What is the Soccer Mom Indicator?
The soccer mom, or soccer parent, indicator is an informal, lagging economic indicator that looks at what people are talking about at their children’s sports events to determine how the economy or a market sector was recently performing.
- The soccer parent indicator is an informal, lagging indicator of economic and market trends.
- It is not a rigorously tested, quantitative indicator, but it may have some basis in economic theory in that it lags behind market trends.
- This indicator is viewed by some activist investors as not just a lagging indicator, but potentially as a counter-cyclical leading indicator.
Understanding the Soccer Parent Indicator
The soccer parent indicator is a type of lagging indicator, in that it reports on past conditions. The basic idea underlying this indicator is that by the time economically relevant information makes it down to the level of coming up in small talk between parents on the sideline of a soccer game, it is already available to all market participants and is priced into any related assets. This should be expected under even the weakest forms of the efficient market hypothesis (EMH).
Unlike many other lagging indicators, which are more formal and quantitative, the soccer parent indicator is informal and anecdotal. Investors listening to what financial or economic topics come up at children’s soccer games are not conducting their research with the rigor and detail of an academic. They aren’t entering their findings as quantitative data, subjecting them to statistical testing, and running them through an algorithm to generate a prediction either. The indicator's appeal lies in its practical simplicity: if soccer parents are talking about it, then it’s old news.
The Soccer Parent Indicator and Trend Reversals
The more cynical version of the soccer parent indicator suggests that whatever economic trends have made it into common conversation must be about to change course. If so this could actually mean that the soccer parent indicator a counter-cyclical leading indicator; that an emerging trend or turning point in the soccer parent indicator signals an impending market move in the opposite direction.

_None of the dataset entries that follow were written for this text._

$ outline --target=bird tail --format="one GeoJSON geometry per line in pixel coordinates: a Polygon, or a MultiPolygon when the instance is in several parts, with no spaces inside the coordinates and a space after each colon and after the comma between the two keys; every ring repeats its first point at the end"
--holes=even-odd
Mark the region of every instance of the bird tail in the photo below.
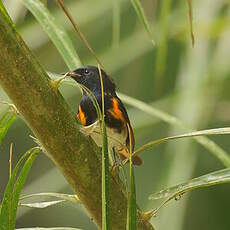
{"type": "MultiPolygon", "coordinates": [[[[129,159],[129,151],[127,148],[122,148],[118,151],[122,159],[129,159]]],[[[132,158],[132,162],[134,165],[142,165],[143,159],[140,156],[134,156],[132,158]]]]}

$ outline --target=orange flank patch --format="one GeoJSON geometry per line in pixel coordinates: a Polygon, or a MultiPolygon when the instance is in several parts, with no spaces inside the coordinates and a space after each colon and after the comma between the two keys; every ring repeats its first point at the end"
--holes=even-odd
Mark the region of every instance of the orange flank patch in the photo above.
{"type": "Polygon", "coordinates": [[[112,99],[112,109],[110,109],[110,113],[116,118],[116,119],[119,119],[119,120],[122,120],[122,121],[125,121],[124,119],[124,116],[119,108],[119,104],[118,104],[118,101],[116,98],[113,98],[112,99]]]}
{"type": "Polygon", "coordinates": [[[80,122],[81,122],[82,125],[86,125],[86,117],[85,117],[85,114],[84,114],[84,112],[82,111],[80,105],[78,106],[77,117],[78,117],[78,119],[80,120],[80,122]]]}

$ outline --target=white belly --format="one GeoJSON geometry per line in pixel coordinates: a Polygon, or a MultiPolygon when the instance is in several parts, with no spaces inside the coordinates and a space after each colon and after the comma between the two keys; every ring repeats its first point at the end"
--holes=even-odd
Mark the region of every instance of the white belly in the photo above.
{"type": "MultiPolygon", "coordinates": [[[[83,126],[81,131],[85,135],[91,136],[97,146],[102,147],[102,135],[99,121],[89,126],[83,126]]],[[[106,133],[109,149],[116,148],[119,150],[126,147],[127,130],[118,133],[115,129],[106,127],[106,133]]]]}

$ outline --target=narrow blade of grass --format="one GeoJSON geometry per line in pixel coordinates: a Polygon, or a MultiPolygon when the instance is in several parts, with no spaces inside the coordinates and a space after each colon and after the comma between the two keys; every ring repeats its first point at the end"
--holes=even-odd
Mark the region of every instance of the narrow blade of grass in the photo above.
{"type": "Polygon", "coordinates": [[[80,228],[54,227],[54,228],[17,228],[16,230],[82,230],[80,228]]]}
{"type": "Polygon", "coordinates": [[[16,114],[12,113],[12,111],[7,110],[5,113],[3,113],[2,117],[0,118],[0,144],[15,120],[16,114]]]}
{"type": "Polygon", "coordinates": [[[71,39],[46,6],[40,0],[23,0],[23,3],[55,44],[69,69],[76,69],[77,66],[81,66],[81,61],[71,39]]]}
{"type": "Polygon", "coordinates": [[[153,34],[152,34],[150,25],[149,25],[148,20],[147,20],[147,18],[145,16],[145,12],[144,12],[144,9],[143,9],[140,1],[139,0],[131,0],[131,3],[133,5],[133,8],[136,11],[136,14],[137,14],[139,20],[144,25],[145,30],[146,30],[146,32],[147,32],[147,34],[148,34],[153,46],[155,46],[156,44],[155,44],[155,41],[153,39],[153,34]]]}
{"type": "Polygon", "coordinates": [[[160,139],[151,141],[151,142],[143,145],[142,147],[140,147],[134,153],[134,156],[139,155],[147,149],[150,149],[156,145],[162,144],[162,143],[164,143],[166,141],[170,141],[170,140],[176,140],[176,139],[188,138],[188,137],[197,137],[197,136],[226,135],[226,134],[230,134],[230,127],[206,129],[206,130],[195,131],[195,132],[185,133],[185,134],[171,136],[171,137],[160,138],[160,139]]]}
{"type": "Polygon", "coordinates": [[[19,200],[22,201],[22,200],[34,199],[34,198],[38,198],[38,199],[46,198],[47,199],[47,197],[55,197],[55,198],[59,198],[65,201],[70,201],[73,203],[80,202],[80,200],[76,199],[75,195],[64,194],[64,193],[54,193],[54,192],[29,194],[29,195],[20,197],[19,200]]]}
{"type": "Polygon", "coordinates": [[[105,127],[105,100],[104,100],[104,86],[101,74],[101,68],[98,64],[98,71],[101,83],[101,100],[102,100],[102,124],[101,133],[103,139],[102,145],[102,229],[110,229],[110,210],[109,210],[109,185],[110,185],[110,171],[109,171],[109,152],[108,140],[105,127]]]}
{"type": "Polygon", "coordinates": [[[127,215],[127,230],[135,230],[137,227],[137,207],[136,207],[136,184],[135,175],[133,167],[133,143],[131,139],[131,130],[129,124],[128,134],[129,134],[129,196],[128,196],[128,215],[127,215]]]}
{"type": "Polygon", "coordinates": [[[27,178],[28,172],[39,152],[39,148],[33,148],[28,150],[19,160],[15,169],[13,170],[12,176],[9,179],[9,182],[6,186],[3,201],[2,201],[2,208],[0,213],[0,229],[8,230],[14,229],[15,222],[16,222],[16,212],[18,207],[18,200],[22,190],[22,187],[25,183],[27,178]],[[29,156],[29,157],[28,157],[29,156]],[[26,160],[17,181],[16,180],[18,171],[23,163],[23,161],[28,157],[26,160]]]}
{"type": "Polygon", "coordinates": [[[201,177],[194,178],[188,182],[170,187],[168,189],[161,190],[155,194],[149,196],[150,200],[156,200],[161,198],[167,198],[161,203],[161,205],[151,212],[152,216],[155,216],[159,209],[164,207],[170,200],[178,200],[181,196],[186,193],[193,191],[195,189],[201,189],[209,186],[214,186],[218,184],[224,184],[230,182],[230,169],[218,170],[201,177]]]}
{"type": "MultiPolygon", "coordinates": [[[[137,109],[140,109],[141,111],[153,117],[157,117],[158,119],[164,121],[167,124],[175,125],[176,127],[182,128],[185,131],[189,131],[189,132],[192,131],[191,128],[187,127],[185,124],[183,124],[182,121],[180,121],[176,117],[173,117],[172,115],[169,115],[159,109],[156,109],[143,101],[137,100],[135,98],[129,97],[121,93],[119,93],[119,96],[121,97],[124,103],[133,106],[137,109]]],[[[230,167],[230,157],[228,153],[225,150],[223,150],[220,146],[218,146],[215,142],[208,139],[207,137],[193,137],[193,138],[199,144],[201,144],[206,149],[208,149],[209,152],[212,153],[212,155],[215,156],[217,159],[219,159],[224,166],[230,167]]]]}
{"type": "Polygon", "coordinates": [[[22,196],[19,198],[20,206],[30,207],[30,208],[47,208],[53,205],[57,205],[63,202],[72,202],[74,204],[80,203],[80,200],[75,195],[64,194],[64,193],[35,193],[29,194],[26,196],[22,196]],[[50,197],[59,198],[59,200],[52,200],[50,201],[50,197]],[[33,200],[33,202],[26,202],[25,200],[33,200]],[[34,201],[34,199],[43,199],[43,201],[34,201]],[[24,203],[22,202],[24,201],[24,203]]]}
{"type": "Polygon", "coordinates": [[[172,0],[164,0],[161,1],[161,9],[160,9],[160,36],[159,36],[159,45],[157,48],[157,56],[156,56],[156,79],[155,79],[155,91],[161,93],[162,90],[162,78],[165,70],[165,62],[167,58],[167,35],[169,28],[169,15],[171,8],[172,0]]]}
{"type": "Polygon", "coordinates": [[[27,208],[47,208],[50,206],[55,206],[57,204],[66,202],[65,200],[53,200],[53,201],[43,201],[43,202],[34,202],[34,203],[19,203],[19,206],[21,207],[27,207],[27,208]]]}
{"type": "Polygon", "coordinates": [[[120,41],[120,2],[113,0],[113,40],[112,47],[117,49],[120,41]]]}

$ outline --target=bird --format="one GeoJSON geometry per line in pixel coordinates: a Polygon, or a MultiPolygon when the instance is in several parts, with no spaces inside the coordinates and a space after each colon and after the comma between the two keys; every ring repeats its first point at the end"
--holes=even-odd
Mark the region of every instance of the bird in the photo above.
{"type": "MultiPolygon", "coordinates": [[[[116,85],[107,73],[96,66],[83,66],[74,71],[67,72],[65,75],[71,77],[78,84],[90,91],[102,111],[102,91],[100,74],[103,82],[104,92],[104,121],[106,126],[108,147],[121,159],[130,157],[130,140],[132,152],[134,151],[135,138],[129,120],[128,113],[121,99],[117,96],[116,85]]],[[[92,96],[82,90],[82,98],[78,105],[77,118],[80,121],[85,135],[91,136],[97,146],[102,146],[102,135],[98,113],[92,100],[92,96]]],[[[140,156],[132,158],[134,165],[141,165],[143,160],[140,156]]]]}

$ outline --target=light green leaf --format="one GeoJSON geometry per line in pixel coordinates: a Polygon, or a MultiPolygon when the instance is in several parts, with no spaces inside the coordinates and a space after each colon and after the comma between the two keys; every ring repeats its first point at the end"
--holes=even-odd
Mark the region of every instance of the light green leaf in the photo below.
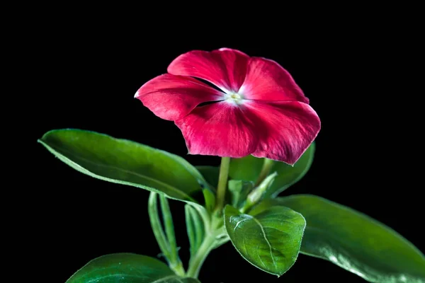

However, this is not necessarily the case, and may simply be a form of the Gambler’s Fallacy. The price of a gallon of milk won’t fall simply because soccer parents have begun complaining about how high it has risen. For example, between 2005 and 2011, gold prices shot up by approximately 350%, two temporary downturns notwithstanding. That six-year price boom meant that people were jumping into the gold market, and profiting by it, long after the general public became aware of the trend.
This cynical take is naturally popular among the active investors who pay attention to the indicator since the key to beating market returns, the implicit goal of an active investment strategy is anticipating market behavior. Active investors are looking for trades and hedges that put them ahead of market conditions, maximizing their gains. Once the general public is aware of a trendy investment maneuver, it would make sense for that maneuver to be less profitable than it once was. Whether the soccer parent indicator portends a full reversal is a separate question.
To decide whether the soccer parent indicator has turned up and a market trend will soon reverse course, therefore spoiling a recently profitable strategy, investors should look to the fundamentals driving that trend. If, for example, a particular sector that the general public is excited about does not exhibit the fundamental conditions to justify a continuing price surge, then it’s more likely that the continuing boom is living on borrowed time and entering bubble territory, continuing to climb only because the least savvy investors are still jumping in.